SQLMesh supports two kinds of user-defined macro variables: global and local.

Global macro variables are defined in the project configuration file and can be accessed in any project model.

Local macro variables are defined in a model definition and can only be accessed in that model.

### Global variables

Learn more about defining global variables in the [SQLMesh macros documentation](./sqlmesh_macros.md#global-variables).

Access global variable values in a model definition using the `{{ var() }}` jinja function. The function requires the name of the variable _in single quotes_ as the first argument and an optional default value as the second argument.

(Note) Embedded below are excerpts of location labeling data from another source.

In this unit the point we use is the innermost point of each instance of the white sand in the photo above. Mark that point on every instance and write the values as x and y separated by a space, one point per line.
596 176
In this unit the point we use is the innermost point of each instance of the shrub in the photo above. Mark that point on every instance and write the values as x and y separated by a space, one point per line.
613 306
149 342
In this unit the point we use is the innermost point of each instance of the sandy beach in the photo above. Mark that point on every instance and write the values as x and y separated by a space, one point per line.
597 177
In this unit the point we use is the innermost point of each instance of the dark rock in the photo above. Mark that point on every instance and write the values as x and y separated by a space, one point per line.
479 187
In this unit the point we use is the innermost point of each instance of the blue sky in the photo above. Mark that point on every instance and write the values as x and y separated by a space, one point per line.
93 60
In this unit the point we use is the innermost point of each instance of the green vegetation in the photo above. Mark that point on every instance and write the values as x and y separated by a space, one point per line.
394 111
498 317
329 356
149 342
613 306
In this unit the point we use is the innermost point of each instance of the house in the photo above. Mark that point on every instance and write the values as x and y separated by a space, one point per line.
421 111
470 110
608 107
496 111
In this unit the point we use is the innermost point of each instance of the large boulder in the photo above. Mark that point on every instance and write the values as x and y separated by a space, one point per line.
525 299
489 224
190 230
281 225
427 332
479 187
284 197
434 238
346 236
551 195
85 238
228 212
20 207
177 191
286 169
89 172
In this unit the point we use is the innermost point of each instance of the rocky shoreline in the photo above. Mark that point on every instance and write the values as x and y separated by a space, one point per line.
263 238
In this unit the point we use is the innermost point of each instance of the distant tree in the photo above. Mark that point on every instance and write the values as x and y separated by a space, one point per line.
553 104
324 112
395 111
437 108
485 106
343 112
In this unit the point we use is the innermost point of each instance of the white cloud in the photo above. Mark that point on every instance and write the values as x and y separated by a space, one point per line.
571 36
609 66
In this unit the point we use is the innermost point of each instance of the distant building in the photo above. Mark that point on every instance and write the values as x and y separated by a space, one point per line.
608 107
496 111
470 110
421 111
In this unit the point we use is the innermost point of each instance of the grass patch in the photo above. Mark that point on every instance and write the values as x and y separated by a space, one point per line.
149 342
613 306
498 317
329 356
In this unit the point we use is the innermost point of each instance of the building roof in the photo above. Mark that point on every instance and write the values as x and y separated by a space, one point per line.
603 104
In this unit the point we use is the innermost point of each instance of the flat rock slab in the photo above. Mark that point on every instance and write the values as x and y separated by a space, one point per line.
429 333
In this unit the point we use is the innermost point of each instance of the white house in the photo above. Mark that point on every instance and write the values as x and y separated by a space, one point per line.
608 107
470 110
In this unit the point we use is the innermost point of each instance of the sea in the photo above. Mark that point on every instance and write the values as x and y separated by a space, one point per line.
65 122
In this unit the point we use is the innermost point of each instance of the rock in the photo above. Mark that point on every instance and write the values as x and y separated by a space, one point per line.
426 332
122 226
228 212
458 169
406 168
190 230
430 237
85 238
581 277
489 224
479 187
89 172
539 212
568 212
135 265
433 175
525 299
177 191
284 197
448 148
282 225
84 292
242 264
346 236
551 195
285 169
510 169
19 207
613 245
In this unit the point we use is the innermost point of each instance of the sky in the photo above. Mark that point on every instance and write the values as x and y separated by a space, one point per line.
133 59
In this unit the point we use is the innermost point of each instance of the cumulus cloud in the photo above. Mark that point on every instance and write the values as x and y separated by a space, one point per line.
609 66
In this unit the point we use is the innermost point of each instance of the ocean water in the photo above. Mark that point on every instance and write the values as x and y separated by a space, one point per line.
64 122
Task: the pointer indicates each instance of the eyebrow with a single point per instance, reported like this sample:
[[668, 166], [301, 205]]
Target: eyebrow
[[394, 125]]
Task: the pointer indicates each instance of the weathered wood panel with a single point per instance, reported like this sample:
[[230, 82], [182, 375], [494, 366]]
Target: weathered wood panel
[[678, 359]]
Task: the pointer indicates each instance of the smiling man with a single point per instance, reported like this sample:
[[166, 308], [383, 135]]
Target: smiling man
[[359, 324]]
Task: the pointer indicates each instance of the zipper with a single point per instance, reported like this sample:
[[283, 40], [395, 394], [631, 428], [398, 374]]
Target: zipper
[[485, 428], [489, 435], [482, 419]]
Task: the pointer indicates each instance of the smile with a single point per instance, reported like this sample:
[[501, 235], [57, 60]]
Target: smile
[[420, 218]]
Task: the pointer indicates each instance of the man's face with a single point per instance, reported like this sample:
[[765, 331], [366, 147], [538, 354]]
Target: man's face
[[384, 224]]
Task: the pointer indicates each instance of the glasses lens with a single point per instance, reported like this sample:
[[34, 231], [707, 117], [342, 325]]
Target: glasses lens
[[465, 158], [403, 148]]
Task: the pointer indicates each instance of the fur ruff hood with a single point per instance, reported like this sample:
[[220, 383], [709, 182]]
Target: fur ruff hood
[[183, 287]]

The default value is a safety mechanism used if the variable name is not found in the project configuration file.

For example, a model would access a global variable named `int_var` like this:

```sql linenums="1"
JINJA_QUERY_BEGIN;

SELECT *
FROM table
WHERE int_variable = {{ var('int_var') }};

JINJA_END;
```

A default value can be passed as a second argument to the `{{ var() }}` jinja function, which will be used as a fallback value if the variable is missing from the configuration file.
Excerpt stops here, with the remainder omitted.